Microsoft hat sich bei Windows an der ein oder anderen Funktion von macOS orientiert. Dazu gehört auch der Papierkorb, in den gelöschte Dateien erst einmal abgelegt werden, bevor sie dann endgültig gelöscht werden. Der Vorteil: Ihr könnt über eine bestimmte Zeit gelöschte Dateien ohne großen Aufwand wiederherstellen. Dumm nur, wenn es sich regelmäßig um große Dateien handelt und Windows diese nicht mehr im Papierkorb speichern kann, weil er zu klein konfiguriert ist. Wir zeigen euch, wie ihr Platz schafft.

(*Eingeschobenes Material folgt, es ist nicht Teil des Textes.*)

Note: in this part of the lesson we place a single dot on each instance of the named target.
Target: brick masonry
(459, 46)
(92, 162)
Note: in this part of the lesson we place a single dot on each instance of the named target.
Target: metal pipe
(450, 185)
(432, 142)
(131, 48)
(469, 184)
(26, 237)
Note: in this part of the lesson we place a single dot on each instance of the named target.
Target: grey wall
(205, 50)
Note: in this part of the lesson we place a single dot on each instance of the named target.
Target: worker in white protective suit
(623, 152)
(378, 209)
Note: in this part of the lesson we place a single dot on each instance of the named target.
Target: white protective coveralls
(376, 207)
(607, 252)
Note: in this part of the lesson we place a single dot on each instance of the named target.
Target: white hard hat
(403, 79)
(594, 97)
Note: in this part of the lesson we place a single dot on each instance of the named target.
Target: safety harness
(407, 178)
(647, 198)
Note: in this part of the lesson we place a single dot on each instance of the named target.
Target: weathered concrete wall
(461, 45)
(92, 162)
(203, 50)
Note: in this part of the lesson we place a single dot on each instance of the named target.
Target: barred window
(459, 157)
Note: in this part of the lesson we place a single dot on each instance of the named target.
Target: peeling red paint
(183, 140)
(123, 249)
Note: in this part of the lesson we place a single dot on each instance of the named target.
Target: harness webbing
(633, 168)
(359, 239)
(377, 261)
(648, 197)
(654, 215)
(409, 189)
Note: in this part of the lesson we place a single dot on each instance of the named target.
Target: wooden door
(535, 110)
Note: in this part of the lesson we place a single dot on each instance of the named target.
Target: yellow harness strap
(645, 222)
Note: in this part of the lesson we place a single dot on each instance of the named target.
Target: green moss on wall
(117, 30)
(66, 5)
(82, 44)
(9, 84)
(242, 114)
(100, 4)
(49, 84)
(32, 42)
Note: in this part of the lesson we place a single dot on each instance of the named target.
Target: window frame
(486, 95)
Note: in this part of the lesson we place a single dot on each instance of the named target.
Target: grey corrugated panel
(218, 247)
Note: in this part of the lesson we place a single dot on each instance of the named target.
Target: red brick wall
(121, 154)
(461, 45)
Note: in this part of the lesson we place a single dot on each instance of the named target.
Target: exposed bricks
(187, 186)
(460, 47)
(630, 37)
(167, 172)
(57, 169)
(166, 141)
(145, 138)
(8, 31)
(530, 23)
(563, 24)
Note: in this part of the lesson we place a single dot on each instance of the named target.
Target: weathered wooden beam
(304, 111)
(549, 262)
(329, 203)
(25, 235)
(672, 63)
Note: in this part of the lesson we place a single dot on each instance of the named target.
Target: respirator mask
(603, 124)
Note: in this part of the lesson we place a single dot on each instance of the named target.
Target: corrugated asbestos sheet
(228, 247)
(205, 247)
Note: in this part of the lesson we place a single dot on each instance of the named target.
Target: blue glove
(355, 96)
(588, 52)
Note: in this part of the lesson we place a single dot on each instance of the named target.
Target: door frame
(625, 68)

Die Größe des Papierkorbs wird von Windows standardmäßig automatisch anhand der Festplattengröße und des freien Speicherplatzes festgelegt. Bei modernen SSDs mit mehreren Terabyte kann das schnell knapp werden, wenn ihr regelmäßig mit großen Video-, RAW-Foto- oder anderen voluminösen Dateien arbeitet. Seit Windows 11 22H2 hat Microsoft die automatische Größenberechnung optimiert, aber die manuelle Anpassung ist nach wie vor der Königsweg.

So passt ihr die Papierkorbgröße an:
Öffnet den Papierkorb vom Desktop aus oder über den Windows Explorer. In Windows 11 findet ihr die Einstellungen direkt über einen Rechtsklick auf das Papierkorb-Symbol und „Eigenschaften“. Bei Windows 10 klickt ihr in der Registerkarte Papierkorbtools auf das Symbol Eigenschaften des Papierkorbs.

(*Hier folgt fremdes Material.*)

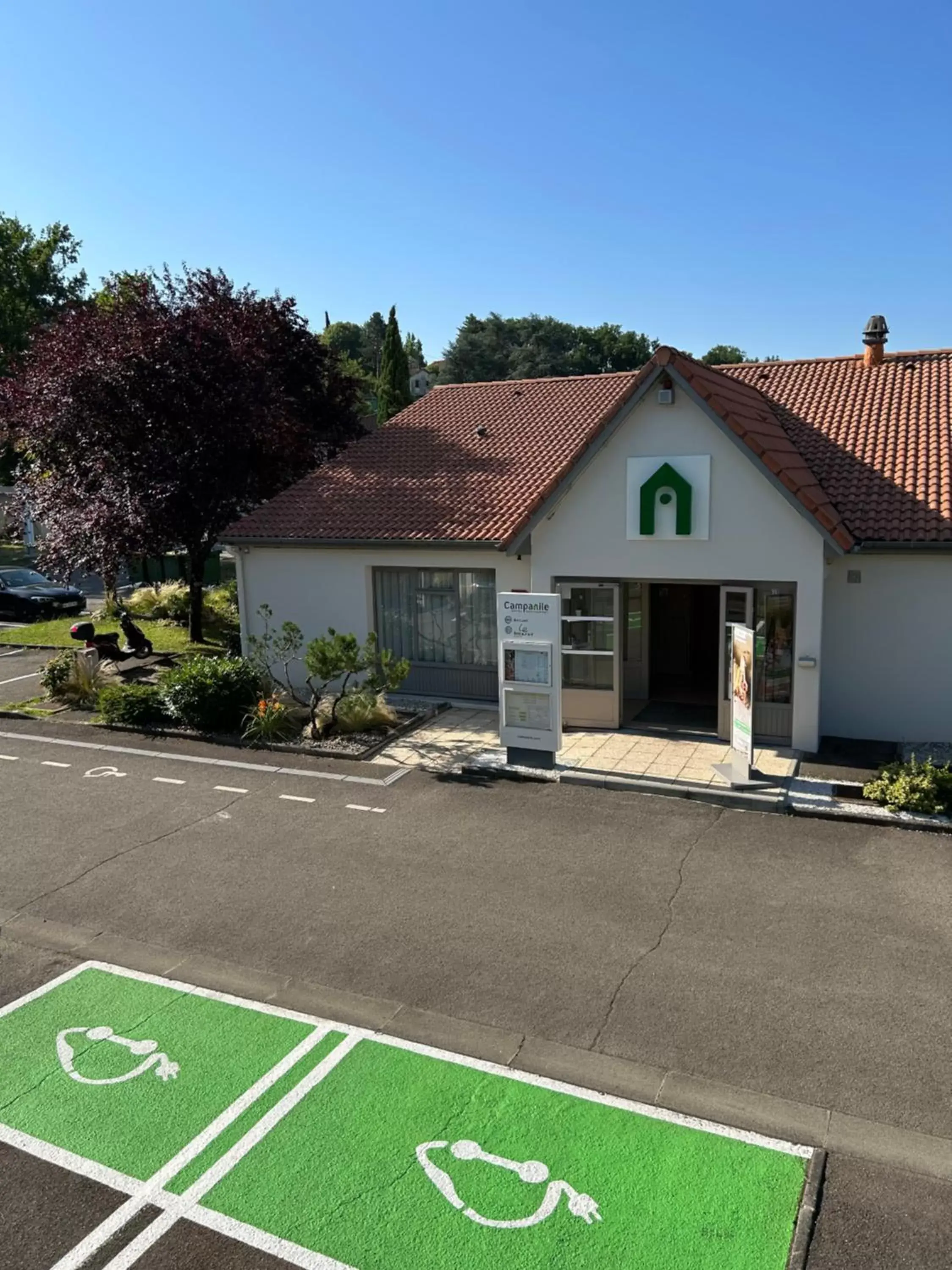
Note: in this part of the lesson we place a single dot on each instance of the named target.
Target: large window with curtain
(437, 616)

Unter Benutzerdefinierte Größe könnt ihr angeben, wie groß der für den Papierkorb reservierte Speicher sein soll. Die Standardeinstellung liegt meist bei 5-10% der Festplattenkapazität. Bei einer 1TB-SSD wären das also maximal 100GB für den Papierkorb.

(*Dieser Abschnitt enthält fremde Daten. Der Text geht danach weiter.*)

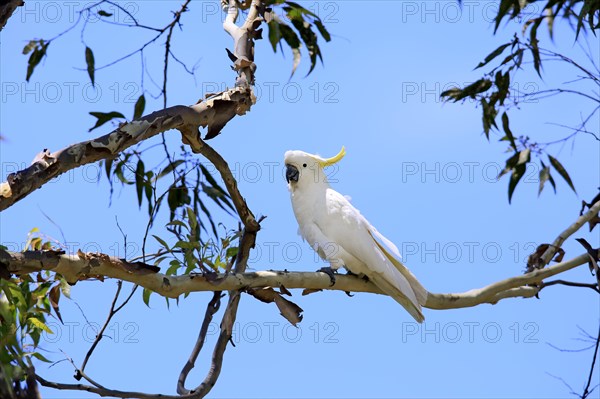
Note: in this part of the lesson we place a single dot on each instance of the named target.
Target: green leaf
(30, 46)
(36, 56)
(291, 38)
(493, 55)
(535, 51)
(322, 30)
(40, 325)
(170, 167)
(516, 175)
(519, 158)
(274, 34)
(104, 117)
(192, 219)
(138, 110)
(561, 171)
(89, 60)
(41, 357)
(488, 117)
(231, 252)
(508, 132)
(146, 296)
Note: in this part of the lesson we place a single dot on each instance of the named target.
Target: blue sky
(420, 170)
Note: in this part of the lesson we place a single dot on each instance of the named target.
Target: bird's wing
(391, 252)
(345, 226)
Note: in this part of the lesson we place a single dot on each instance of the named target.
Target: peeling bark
(214, 113)
(7, 8)
(98, 266)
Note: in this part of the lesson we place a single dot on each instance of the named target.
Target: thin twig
(212, 308)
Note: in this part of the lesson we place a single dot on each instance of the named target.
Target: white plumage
(342, 236)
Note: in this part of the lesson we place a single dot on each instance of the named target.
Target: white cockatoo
(342, 236)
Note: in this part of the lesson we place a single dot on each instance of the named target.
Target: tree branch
(569, 231)
(214, 113)
(86, 266)
(212, 308)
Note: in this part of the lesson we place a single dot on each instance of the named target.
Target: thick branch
(214, 113)
(86, 266)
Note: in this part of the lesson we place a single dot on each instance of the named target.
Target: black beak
(291, 173)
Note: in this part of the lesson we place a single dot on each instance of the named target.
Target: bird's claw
(330, 272)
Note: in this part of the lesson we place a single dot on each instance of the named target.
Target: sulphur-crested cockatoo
(342, 236)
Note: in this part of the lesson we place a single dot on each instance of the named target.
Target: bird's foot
(330, 272)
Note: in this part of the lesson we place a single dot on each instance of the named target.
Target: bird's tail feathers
(420, 291)
(388, 288)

Moderne Empfehlungen für verschiedene Nutzertypen:
- Gelegenheitsnutzer: 20-50GB reichen völlig aus
- Content Creator: 100-200GB für große Video- und Grafikdateien
- Professionelle Anwender: 300GB+ bei entsprechender Festplattenkapazität
Wichtiger Hinweis für SSD-Nutzer: Seit Windows 11 erkennt das System automatisch SSDs und optimiert das Löschverhalten. Bei sehr großen Dateien (über 8GB) fragt Windows mittlerweile nach, ob diese sofort endgültig gelöscht werden sollen, um SSD-Speicher zu schonen.
Alternative: Papierkorb komplett deaktivieren
Für Profis, die sich ihrer Löschaktionen sicher sind, gibt es die Option „Dateien sofort löschen (nicht in den Papierkorb verschieben)“. Das spart Speicher, erfordert aber Disziplin. Moderne Backup-Lösungen wie OneDrive mit Versionsverlauf oder Time Machine-ähnliche Tools können hier als Sicherheitsnetz fungieren.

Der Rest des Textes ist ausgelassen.